Friday, May 08, 2009

Alison Limerick - "Time of our Lives"

Time for another oldie - well - I'm not sure how old it is, but it must be early to mid 90s at least, which in dance music, is forever. Could I get any more commas in a sentence? Stay tuned.

Where was I? Oh yes, an oldie, and one with vocals at that. I typically shy away from vocals in dance music (but sometimes towards them in other types of music). It's something to do with imagination versus explicit statement - sometimes I prefer the ambiguity that allows my imagination to figure things out. Also, so many dance music vocal tracks sound twee or weak or something.

Well here's a track that is very vocal. It's by Alison Limerick, and the original (a horrible weak poppy thing) is here. I think the original is a David Morales effort - the drums have that early 90s New York sound about them - in fact, there's a much more dancefloor version by Morales here, which has a bit of the wild pitch NY feel going on, and is a lot better than the original for it.

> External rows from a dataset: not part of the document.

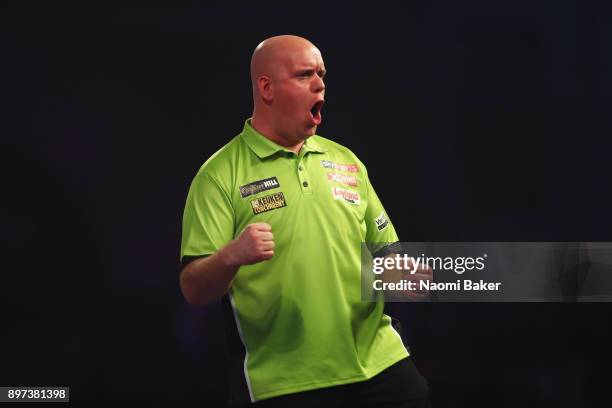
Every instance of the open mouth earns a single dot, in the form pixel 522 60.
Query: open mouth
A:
pixel 315 111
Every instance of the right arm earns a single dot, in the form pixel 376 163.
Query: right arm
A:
pixel 205 280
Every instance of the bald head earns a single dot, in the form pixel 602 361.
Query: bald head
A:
pixel 288 89
pixel 271 53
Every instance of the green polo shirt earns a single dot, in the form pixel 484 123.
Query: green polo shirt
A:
pixel 300 315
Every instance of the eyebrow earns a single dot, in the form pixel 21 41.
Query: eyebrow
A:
pixel 301 71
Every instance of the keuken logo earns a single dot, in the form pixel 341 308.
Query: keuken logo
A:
pixel 347 195
pixel 342 179
pixel 269 202
pixel 259 186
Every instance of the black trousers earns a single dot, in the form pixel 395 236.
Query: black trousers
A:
pixel 399 386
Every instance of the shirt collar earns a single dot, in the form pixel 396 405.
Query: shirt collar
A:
pixel 264 147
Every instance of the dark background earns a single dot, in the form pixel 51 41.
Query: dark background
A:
pixel 477 120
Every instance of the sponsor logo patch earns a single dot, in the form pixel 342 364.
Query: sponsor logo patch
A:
pixel 342 179
pixel 351 168
pixel 269 202
pixel 381 221
pixel 259 186
pixel 349 196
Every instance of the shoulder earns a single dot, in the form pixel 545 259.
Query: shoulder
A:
pixel 220 163
pixel 337 151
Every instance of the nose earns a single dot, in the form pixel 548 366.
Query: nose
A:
pixel 319 85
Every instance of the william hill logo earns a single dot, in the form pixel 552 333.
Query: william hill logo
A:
pixel 259 186
pixel 347 195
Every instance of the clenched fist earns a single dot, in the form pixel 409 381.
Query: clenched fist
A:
pixel 254 244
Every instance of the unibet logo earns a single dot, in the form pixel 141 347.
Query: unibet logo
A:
pixel 346 195
pixel 342 179
pixel 352 168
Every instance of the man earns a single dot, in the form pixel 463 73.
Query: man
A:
pixel 273 225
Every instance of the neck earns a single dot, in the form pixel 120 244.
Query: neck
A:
pixel 263 127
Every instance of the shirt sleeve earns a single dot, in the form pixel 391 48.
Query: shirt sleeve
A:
pixel 208 219
pixel 381 237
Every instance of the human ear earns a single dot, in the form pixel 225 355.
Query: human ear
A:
pixel 265 88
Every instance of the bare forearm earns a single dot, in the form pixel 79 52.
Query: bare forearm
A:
pixel 206 280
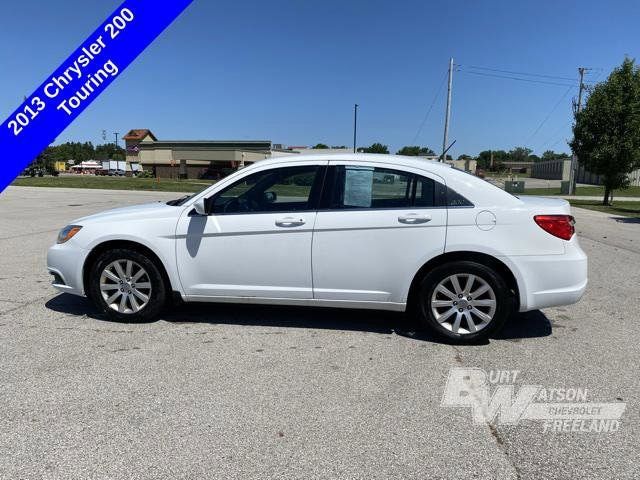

But - the killer remix is the "Lifetime Vocal Mix", which according to Discogs is (and I just found this out myself) by The Beloved. Thinking about it now, that's not too difficult to believe, as it's got emotional qualities that aren't so far removed from what The Beloved were up to back in the day (who remembers Sweet Harmony? Damn that was a great track)

Anyway - The Beloved took "Time of our Lives" by Limerick, and completely reconfigured it. Centered on a loping drumbeat, it's hugely understated with the deep thud of the kick, off beat hats, a ricochet double-snare and a couple bongos. The bass is just a rumbling wobble under the kick, but it's interesting in that it seems to be constantly playing the 5th - which as vocals and chords come in means the entire track hangs over a harmonic suspension.

Then there's the vocals. The vocals were always great, but they were neutered by the original pop mix. But here, they float free and easy over the rumbling bassline all the way through the first verse - walking pace soul that would shoot light and smiles straight through a club. And then at the first chorus, it changes from ordinary to extraordinary. From somewhere up above, the simplest 2-note chords fall down on the track, and in a short second it's transformed from a decent vocal track, into the rarest communal moment of catharsis. It's the sort of thing that if you were dancing, it might actually make you stop and stand still.

I heard this on the radio years ago, was blown away then, and it was a good while before I found it on vinyl. I've never got the opportunity to play it out (it's a long way from the sets I normally do, and the clubs I normally play), but I've always refused to throw it out or move it on, despite numerous clearouts of vinyl for space reasons.

Somewhere in the future, there is a dancefloor that will have been built up at the right pace, and held at the right pitch all night, and come 4am, it will be time to unleash this emotional bomb.